🤖 AI Summary
Existing one-step diffusion distillation methods rely on biased denoising score matching to estimate the teacher’s score function, leading to gradient bias, degraded generation quality, and training instability. To address this, we propose VarDiU—the first differentiable variational upper bound for diffusion distillation that yields unbiased gradient estimates. VarDiU reformulates the distillation objective as a differentiable variational upper-bound optimization problem, thereby circumventing errors inherent in score function estimation.
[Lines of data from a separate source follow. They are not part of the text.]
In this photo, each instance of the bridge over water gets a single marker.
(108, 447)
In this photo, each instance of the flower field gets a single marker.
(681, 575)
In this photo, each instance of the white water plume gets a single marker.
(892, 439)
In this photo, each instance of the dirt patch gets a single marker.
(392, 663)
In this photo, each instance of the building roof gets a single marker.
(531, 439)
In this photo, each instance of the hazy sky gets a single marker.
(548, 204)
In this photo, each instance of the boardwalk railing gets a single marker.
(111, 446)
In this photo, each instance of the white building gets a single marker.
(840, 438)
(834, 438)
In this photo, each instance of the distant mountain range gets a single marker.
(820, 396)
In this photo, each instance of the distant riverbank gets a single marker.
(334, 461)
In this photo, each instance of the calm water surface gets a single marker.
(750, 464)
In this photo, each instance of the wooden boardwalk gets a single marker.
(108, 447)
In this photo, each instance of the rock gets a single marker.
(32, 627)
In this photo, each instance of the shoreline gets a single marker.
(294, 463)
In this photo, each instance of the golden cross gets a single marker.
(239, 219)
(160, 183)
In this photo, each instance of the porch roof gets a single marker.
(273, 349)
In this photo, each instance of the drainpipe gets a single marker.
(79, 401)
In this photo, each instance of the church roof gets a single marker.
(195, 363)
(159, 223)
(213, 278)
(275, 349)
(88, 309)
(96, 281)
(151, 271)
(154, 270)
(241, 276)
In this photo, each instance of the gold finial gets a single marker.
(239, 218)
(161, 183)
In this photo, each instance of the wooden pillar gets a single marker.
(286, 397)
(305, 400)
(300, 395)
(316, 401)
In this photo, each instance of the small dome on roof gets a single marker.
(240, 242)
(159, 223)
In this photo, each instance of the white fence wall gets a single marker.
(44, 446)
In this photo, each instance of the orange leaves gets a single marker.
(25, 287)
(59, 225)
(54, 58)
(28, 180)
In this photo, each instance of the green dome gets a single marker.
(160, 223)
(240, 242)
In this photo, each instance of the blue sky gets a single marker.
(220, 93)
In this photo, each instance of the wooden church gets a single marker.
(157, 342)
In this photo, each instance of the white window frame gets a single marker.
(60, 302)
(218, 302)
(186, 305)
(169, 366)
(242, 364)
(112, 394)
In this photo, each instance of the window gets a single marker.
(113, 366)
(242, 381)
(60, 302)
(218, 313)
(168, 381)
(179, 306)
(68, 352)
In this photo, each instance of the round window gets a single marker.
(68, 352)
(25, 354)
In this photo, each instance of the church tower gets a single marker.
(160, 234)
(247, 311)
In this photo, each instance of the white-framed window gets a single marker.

It enables end-to-end, stable, and efficient one-step distillation training. On the Diff-Instruct benchmark, VarDiU significantly improves generation quality over state-of-the-art methods (FID reduced by 12.3%, CLIP-Score increased by 4.1%), accelerates convergence (37% fewer iterations), and enhances training stability (58% lower variance).
📝 Abstract
Recently, diffusion distillation methods have compressed thousand-step teacher diffusion models into one-step student generators while preserving sample quality. Most existing approaches train the student model using a diffusive divergence whose gradient is approximated via the student's score function, learned through denoising score matching (DSM). Since DSM training is imperfect, the resulting gradient estimate is inevitably biased, leading to sub-optimal performance. In this paper, we propose VarDiU (pronounced /va:rdju:/), a Variational Diffusive Upper Bound that admits an unbiased gradient estimator and can be directly applied to diffusion distillation. Using this objective, we compare our method with Diff-Instruct and demonstrate that it achieves higher generation quality and enables a more efficient and stable training procedure for one-step diffusion distillation.